Thailand was never colonised (lucky for them) but that meant there is no heritage of English. Quite often the best English-speakers to be found were the students as the English teachers themselves must have a received only a basic education. But the younger kids are great non-verbal communicators and many adults really tried their best. So I never felt too isolated.
Being the only white person for literally miles. It took about a month for the faces of passers-by to change from shocked to a friendly greeting.
What was the best part?
All of the above haha.
And staying with a local family in their converted shed (luxurious for an area with mostly traditional straw roofs on stilts). Here, I experienced a real village atmosphere. Where everyone knew everyone. Where a whole village literally was raising their children. The happiness that came from a subsistence based lifestyle and being surrounded by fresh air and open spaces (and cold showers) and losing the consumerist driven tendencies we are conditioned to enjoy in the west (even in Bangkok). What the villagers lacked in literacy, healthcare and income, they made up for with displays of generosity and pure happiness. And it was infectious.
Did you find any cultural differences that were hard to adjust to?
In Thailand, teachers are held in as high regard as a doctor or lawyer here in the west. Coming from a blue-collar background I found this newly acquired status and social expectations difficult to deal with. I wanted my students to have fun while they learnt. I never had it in me to be the authoritarian they expected.
Christmas was celebrated very differently. Work on Xmas day, presents on Boxing Day, then Christmas lunch on New Years Eve (Christian Calendar).
Although these times were lovely I don’t think I have I ever felt more homesick.

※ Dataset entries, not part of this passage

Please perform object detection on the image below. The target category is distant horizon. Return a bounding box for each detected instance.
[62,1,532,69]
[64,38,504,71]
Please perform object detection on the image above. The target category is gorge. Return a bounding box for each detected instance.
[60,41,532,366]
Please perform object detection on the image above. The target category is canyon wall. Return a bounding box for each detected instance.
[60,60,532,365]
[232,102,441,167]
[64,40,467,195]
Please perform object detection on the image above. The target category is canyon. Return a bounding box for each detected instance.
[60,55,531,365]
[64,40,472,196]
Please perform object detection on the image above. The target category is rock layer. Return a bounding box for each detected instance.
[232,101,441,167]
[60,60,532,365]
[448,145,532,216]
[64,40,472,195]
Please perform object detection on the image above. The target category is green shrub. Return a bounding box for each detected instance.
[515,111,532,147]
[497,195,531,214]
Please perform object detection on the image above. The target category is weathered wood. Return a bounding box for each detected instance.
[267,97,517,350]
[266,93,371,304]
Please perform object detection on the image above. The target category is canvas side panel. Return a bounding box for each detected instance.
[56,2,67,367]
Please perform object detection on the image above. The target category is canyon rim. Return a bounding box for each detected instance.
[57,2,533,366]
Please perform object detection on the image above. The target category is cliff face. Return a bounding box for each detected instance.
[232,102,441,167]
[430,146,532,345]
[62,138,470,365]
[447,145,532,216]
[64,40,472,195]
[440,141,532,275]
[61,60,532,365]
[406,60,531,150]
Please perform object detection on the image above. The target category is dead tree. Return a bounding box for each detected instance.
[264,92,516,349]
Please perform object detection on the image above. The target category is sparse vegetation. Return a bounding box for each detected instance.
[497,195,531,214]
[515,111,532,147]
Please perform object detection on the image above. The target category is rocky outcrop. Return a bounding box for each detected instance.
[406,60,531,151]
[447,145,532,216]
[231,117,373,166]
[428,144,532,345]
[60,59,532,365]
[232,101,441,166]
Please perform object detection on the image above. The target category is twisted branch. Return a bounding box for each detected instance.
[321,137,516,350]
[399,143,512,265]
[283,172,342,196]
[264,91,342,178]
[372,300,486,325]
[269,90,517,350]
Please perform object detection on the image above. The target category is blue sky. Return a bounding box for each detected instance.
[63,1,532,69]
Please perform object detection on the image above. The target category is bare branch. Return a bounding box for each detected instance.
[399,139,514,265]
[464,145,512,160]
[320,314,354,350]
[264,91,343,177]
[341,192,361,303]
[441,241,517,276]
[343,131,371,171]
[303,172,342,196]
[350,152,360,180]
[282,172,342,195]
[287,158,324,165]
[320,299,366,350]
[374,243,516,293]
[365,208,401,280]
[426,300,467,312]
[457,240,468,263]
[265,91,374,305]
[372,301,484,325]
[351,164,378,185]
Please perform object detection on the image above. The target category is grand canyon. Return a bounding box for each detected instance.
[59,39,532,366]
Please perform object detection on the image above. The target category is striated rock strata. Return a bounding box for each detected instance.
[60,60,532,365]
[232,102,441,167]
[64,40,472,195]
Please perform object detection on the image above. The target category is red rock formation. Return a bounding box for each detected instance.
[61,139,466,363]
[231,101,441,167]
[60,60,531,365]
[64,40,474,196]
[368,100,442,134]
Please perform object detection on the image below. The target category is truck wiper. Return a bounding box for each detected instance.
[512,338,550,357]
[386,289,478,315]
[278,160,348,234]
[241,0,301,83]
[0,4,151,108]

Did you find it difficult to organise things like accommodation, work etc?
This is back when wifi was becoming ‘a thing’. I got pretty lucky with my online search finding a not-for-profit that facilitated these English Teacher placements for a very minimal fee ($200-300, a weeks training, accommodation, one meal per day and work placement sorted). These days volunteering is a serious industry and spending a week or two away to donate your time and potentially do a homestay could cost you anywhere from $500 to $2000.
I don’t know where most of this money will go, but I’m sure it won’t be to the people you are aiming to help. I have travelled extensively since and realised that you can find volunteer opportunities anywhere by talking to the right people, checking the local newspapers and doing some prior online research into what cities and communities are doing what and the sort of volunteers they need.
What did you miss the most about home?
Vegemite? Nah, my family and dog. Mostly my dog… and vegemite.
Would you recommend the experience to others?
Yes totally. Sure, there are plenty immensely valid opportunities to volunteer your time in your local community but, there are communities out there that can really use our help.
I did this before the domination of social media. Don’t do this for likes on Instagram, don’t work with kids, form incredible attachments with them for one or two weeks, then leave them devastated – never to return.
But I know some time spent donating yours – is better than none. Just be smart about it. If your stay can only be short, try and retain some anonymity. Or if the organisation facilitating the placement has a high turnover of volunteers – the young people on-site should have similar expectations.
Just ensure your motivations are pure and your heart, soul (and bank account) are ready for an incredible experience.
Joey’s Top Tip!
For anyone interested in living in Thailand, make sure you have a kareoke go-to! Not only will it save your bacon, you’ll gain some respect in the process.